Parents should not be allowed to choose their baby's sex simply to balance their family, a snapshot survey finds.
Sex selection was discussed before people were asked their views
The Newcastle University study showed that 80% of people questioned felt social sex selection was wrong.
They feared children could be turned into "consumer items", and that sex selection could lead to choosing babies on the basis of eye or hair colour.
The survey follows a recent Commons Science and Technology Committee report which advocated allowing gender choice.
However, the committee did not unanimously back the report.
Researchers from the Policy Ethics and Life Sciences Unit at Newcastle University interviewed 48 male and female members of the public and 10 medics.
They were asked their opinions after a discussion about the pros and cons of selecting the sex of a baby.
There were concerns that allowing a choice of sex could send out the message that it is morally acceptable to have a strong preference for one sex over the other.

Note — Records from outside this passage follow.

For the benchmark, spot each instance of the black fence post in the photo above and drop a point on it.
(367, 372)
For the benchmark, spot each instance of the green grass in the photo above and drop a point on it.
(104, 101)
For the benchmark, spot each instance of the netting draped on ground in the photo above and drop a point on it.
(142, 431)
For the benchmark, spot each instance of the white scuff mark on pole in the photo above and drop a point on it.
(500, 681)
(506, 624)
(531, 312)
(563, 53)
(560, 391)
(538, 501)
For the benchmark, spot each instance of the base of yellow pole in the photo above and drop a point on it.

Others suggested that offering choices like this might place an unfair burden on ordinary people.
Dr Tom Shakespeare, author of the study, which was funded by the Welcome Trust, said there had been some surprise that those questioned were so vehemently against sex selection.
"A lot of people say there is nothing wrong with sex selection, but the lay people we spoke to thought that it would change something important.
"I was surprised by the results, but these were not off-the-cuff remarks.
"These were the results of considered views after an hour or two of discussion.
"With a lot of subjects we have found that people change their minds, but not on this."
He added: "Our participants were very markedly against pre-natal sex selection (PSS).
"There was a greater ambivalence about using pre-implantation genetic diagnosis (PGD) to select against genetic defect.
The 'family balancing' argument - where couples choose to have a child of one sex when they already have children of the other - had little support.
'Thin end of the wedge'
And there were fears sex selection could be the thin end of the wedge.
One said: "Where does it actually stop? Do you stop at boys, girls, blonde hair, blue eyes. superior race where does it stop?"
Josephine Quintavalle, speaking on behalf of Comment on Reproductive Ethics (CORE), said she was delighted by the finding, which she called 'a victory for common sense."
"The public know where limits should be and it gladdens my heart."
She added that she felt the minority were the driving force behind allowing sex selection.
And a spokesman for the Human Fertilisation and Embryology Association (HFEA) reinforced their own research that the public were not in favour of sex selection for social reasons.
But Dr Evan Harris, a Liberal Democrat member of the Science and Technology committee, who backed the committee's report, said he felt opinion polls should not be allowed to affect any policy making for others unless it could be shown that the decisions being taken might cause harm.
"The point about reproductive autonomy is not whether people think it is a good idea, but whether people themselves think it is such a bad idea that it would do harm."